Il y a aussi un aspect plus émotionnel. Le côté « toujours à 11 » de son travail, cette volonté d’arracher chaque scène au quotidien, rejoint ce que beaucoup recherchent en ouvrant un comic ou un roman de fantasy : l’assurance de quitter la gravité du monde réel pour quelques dizaines de minutes. La colorisation saturée, loin d’être un simple effet, agit comme un sort de Lumière lancé sur chaque page. Ce n’est pas subtil, mais c’est assumé, et cette honnêteté stylistique a quelque chose de rafraîchissant.
Pour celles et ceux qui aiment aussi dessiner, étudier les planches de Brett Booth devient un exercice presque ludique. Tracer les lignes de force, repérer comment il place les personnages dans la case, analyser la manière dont les arrière-plans accompagnent l’action : tout cela nourrit l’œil. On y apprend comment rendre un coup d’épée crédible, comment faire sentir le poids d’une créature titanesque ou l’impact d’un sort ancien. Dans un monde où les frontières entre lecteur, rôliste, fan de jeux vidéo et aspirant illustrateur se brouillent, ce type d’artiste joue un rôle précieux.
En définitive, si le style de Brett Booth résonne autant auprès des amateurs de mondes imaginaires, c’est parce qu’il partage avec eux un même appétit pour l’excès narratif. Là où certains créateurs choisissent la suggestion, lui opte pour la démonstration éclatante. Et dans les rayons où se côtoient grimdark, romantasy, space opera et comic US, cette démesure assumée trouve naturellement sa place.
Qui est Brett Booth dans l’industrie du comic ?
Brett Booth est un dessinateur et scénariste américain de comics, surtout connu pour ses planches de super-héros au style très énergique. Révélé chez WildStorm aux côtés de Jim Lee, il co-crée le personnage de Backlash avant de travailler pour Marvel (X-Men, Spider-Man, Fantastic Four) puis DC Comics (Teen Titans, Flash).

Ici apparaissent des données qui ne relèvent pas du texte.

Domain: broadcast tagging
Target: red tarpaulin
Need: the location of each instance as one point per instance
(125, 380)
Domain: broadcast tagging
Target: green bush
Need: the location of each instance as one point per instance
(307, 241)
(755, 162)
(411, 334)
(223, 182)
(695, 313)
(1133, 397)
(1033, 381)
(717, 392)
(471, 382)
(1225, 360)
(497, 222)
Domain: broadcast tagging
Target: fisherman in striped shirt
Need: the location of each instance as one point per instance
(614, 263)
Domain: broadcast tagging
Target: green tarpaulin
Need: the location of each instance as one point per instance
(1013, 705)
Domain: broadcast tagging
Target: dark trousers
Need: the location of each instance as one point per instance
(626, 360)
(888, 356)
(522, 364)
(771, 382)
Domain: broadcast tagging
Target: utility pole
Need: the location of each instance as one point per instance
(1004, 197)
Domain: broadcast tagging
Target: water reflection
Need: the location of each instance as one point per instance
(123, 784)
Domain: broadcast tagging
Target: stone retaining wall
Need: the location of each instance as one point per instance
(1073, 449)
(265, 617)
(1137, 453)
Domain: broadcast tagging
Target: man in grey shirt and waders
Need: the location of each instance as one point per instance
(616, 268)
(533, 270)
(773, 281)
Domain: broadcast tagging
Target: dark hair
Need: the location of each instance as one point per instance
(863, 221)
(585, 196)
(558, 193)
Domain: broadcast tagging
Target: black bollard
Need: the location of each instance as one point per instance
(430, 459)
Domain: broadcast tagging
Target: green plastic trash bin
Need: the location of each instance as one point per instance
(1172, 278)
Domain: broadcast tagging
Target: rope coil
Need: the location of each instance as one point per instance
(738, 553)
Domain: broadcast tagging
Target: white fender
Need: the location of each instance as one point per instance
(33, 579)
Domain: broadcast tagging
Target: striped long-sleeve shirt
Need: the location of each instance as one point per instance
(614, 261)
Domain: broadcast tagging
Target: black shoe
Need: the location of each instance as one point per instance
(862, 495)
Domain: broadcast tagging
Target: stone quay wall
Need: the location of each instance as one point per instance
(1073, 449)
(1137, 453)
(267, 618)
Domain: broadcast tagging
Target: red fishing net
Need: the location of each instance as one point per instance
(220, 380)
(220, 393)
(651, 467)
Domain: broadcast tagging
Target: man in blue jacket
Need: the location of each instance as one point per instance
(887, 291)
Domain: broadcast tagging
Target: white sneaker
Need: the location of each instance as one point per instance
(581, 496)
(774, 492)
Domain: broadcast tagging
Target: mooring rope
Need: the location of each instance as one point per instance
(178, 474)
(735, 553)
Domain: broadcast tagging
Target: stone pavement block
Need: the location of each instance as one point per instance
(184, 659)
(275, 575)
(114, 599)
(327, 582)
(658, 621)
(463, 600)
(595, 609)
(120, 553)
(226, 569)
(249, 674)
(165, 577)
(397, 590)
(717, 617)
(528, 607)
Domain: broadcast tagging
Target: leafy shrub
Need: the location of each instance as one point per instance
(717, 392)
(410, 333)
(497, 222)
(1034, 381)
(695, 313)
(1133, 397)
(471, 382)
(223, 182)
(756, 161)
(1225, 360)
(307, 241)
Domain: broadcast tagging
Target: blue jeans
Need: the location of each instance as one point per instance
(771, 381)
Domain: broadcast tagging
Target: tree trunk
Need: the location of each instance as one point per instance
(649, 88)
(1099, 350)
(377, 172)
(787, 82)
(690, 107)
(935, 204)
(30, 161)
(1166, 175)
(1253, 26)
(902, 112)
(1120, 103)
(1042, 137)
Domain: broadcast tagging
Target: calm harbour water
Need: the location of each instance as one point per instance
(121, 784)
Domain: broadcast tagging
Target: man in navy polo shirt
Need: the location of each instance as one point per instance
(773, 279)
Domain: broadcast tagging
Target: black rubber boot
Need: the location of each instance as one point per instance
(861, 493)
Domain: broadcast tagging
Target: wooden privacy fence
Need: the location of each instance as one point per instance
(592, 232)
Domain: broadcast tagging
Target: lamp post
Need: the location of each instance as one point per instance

Qu’est-ce qui caractérise le style graphique de Brett Booth ?
Son style graphique se distingue par des traits dynamiques, des poses très exagérées, une anatomie allongée mais maîtrisée et des compositions de page en diagonale. Ses planches sont souvent très détaillées, avec des décors inclinés et des effets de mouvement, ce qui donne une impression permanente de vitesse et de puissance.
Sur quelles séries de super-héros Brett Booth a-t-il le plus marqué les lecteurs ?
Parmi ses travaux marquants, on retrouve ses épisodes sur Backlash chez WildStorm, ses passages sur X-Men, Spider-Man et Fantastic Four chez Marvel, ainsi que Teen Titans et plusieurs arcs liés à Flash chez DC Comics. Ses scènes d’action sur ces titres sont souvent citées comme des références en matière de dynamisme.
La colorisation joue-t-elle un rôle important dans ses BD ?
Oui, la colorisation est essentielle dans la réception de ses pages. Ses dessins très chargés et nerveux sont fréquemment accompagnés de couleurs numériques saturées et de forts contrastes, ce qui renforce l’impact visuel. Bien gérée, cette colorisation sublime ses compositions et transforme ses planches en véritables posters.
À qui s’adresse surtout le travail de Brett Booth ?
Son travail parle particulièrement aux amateurs de comics d’action, de super-héros spectaculaires et, plus largement, aux lecteurs de fantasy et de science-fiction qui aiment les affrontements épiques. Son style peut sembler excessif pour ceux qui préfèrent une approche plus minimaliste, mais il séduit fortement les lecteurs en quête de sensations fortes visuelles.